Mr Puri concludes, “We are excited by the opportunities that lie ahead for Sandalwood India. The retail business in India is growing and the pace is expected to accelerate. The market and business outlook is extremely positive and Sandalwood is well-positioned to be an industry leader in the active retail sector in India.”

About Jones Lang LaSalle

Jones Lang LaSalle (NYSE:JLL) is a professional services firm specializing in real estate. The firm offers integrated services delivered by expert teams worldwide to clients seeking increased value by owning, occupying or investing in real estate. With 2007 global revenue of USD 2.7 billion, Jones Lang LaSalle has approximately 170 offices worldwide and operates in more than 700 cities in 60 countries. The firm is an industry leader in property and corporate facility management services, with a global portfolio of approximately 1.2 billion square feet. LaSalle Investment Management, the company’s investment management business, is one of the world’s largest and most diverse in real estate with approximately USD 49.7 billion of assets under management. For further information, please visit our website, www.joneslanglasalle.com.

Jones Lang LaSalle has over 50 years of experience in Asia Pacific, with over 16,000 employees operating in more than 70 offices in 13 countries across the region.

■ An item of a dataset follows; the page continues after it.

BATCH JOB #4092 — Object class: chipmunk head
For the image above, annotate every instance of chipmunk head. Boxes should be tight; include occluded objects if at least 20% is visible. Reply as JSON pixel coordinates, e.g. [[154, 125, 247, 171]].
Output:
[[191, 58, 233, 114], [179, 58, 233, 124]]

About Jones Lang LaSalle Meghraj

Jones Lang LaSalle Meghraj, the Indian operations of Jones Lang LaSalle, is the premiere and largest real estate professional services firm in India. With an extensive geographic footprint across ten cities (Delhi, Mumbai, Bangalore, Pune, Chennai, Hyderabad, Kolkata, Kochi, Chandigarh and Coimbatore) and a staff strength of over 3300, the firm provides investors, developers, local corporates and multinational companies with a comprehensive range of services including research, consultancy, transactions, project and development services, integrated facility management, property management, capital markets, residential, hotels and retail advisory. For further information, please visit www.jllm.co.in

About Colonial First State Property Management

Established in 1983, Colonial First State Property Management (CFSPM), is today one of Australia’s largest full service property development, management and leasing specialists.
CFSPM has acquired more than two decades of intelligence on Australia’s retail property markets, with the iconic Chadstone Shopping Centre in Victoria remaining as one of its outstanding achievements. Since inception, CFSPM has undertaken more than 25 major shopping centre developments and now manages 36 centres on behalf of third party clients in every state of Australia.

As a member of Colonial First State Global Asset Management, the largest manager of Australian-sourced funds, CFSPM provides critical services to a range of assets held within Colonial First State Global Asset Management’s suite of listed and unlisted property funds and mandates. These services, covering the gamut of retail and office property requirements, are also provided to other third party clients outside the Colonial family of companies. Ultimately, CFSPM’s key point of difference in the market place is the fact it has 700 professionals on the ground at any given time. This means CFSPM is close to the issues at hand and able to react quickly and strategically in every situation.

CFSPM has expanded its capabilities beyond the retail sector and is steadily growing its operations in the office sector. The business is committed to growing both parts of the business. With a core focus on maximising investors’ returns on an asset by asset basis, CFSPM is a critical component of our property investment management offering.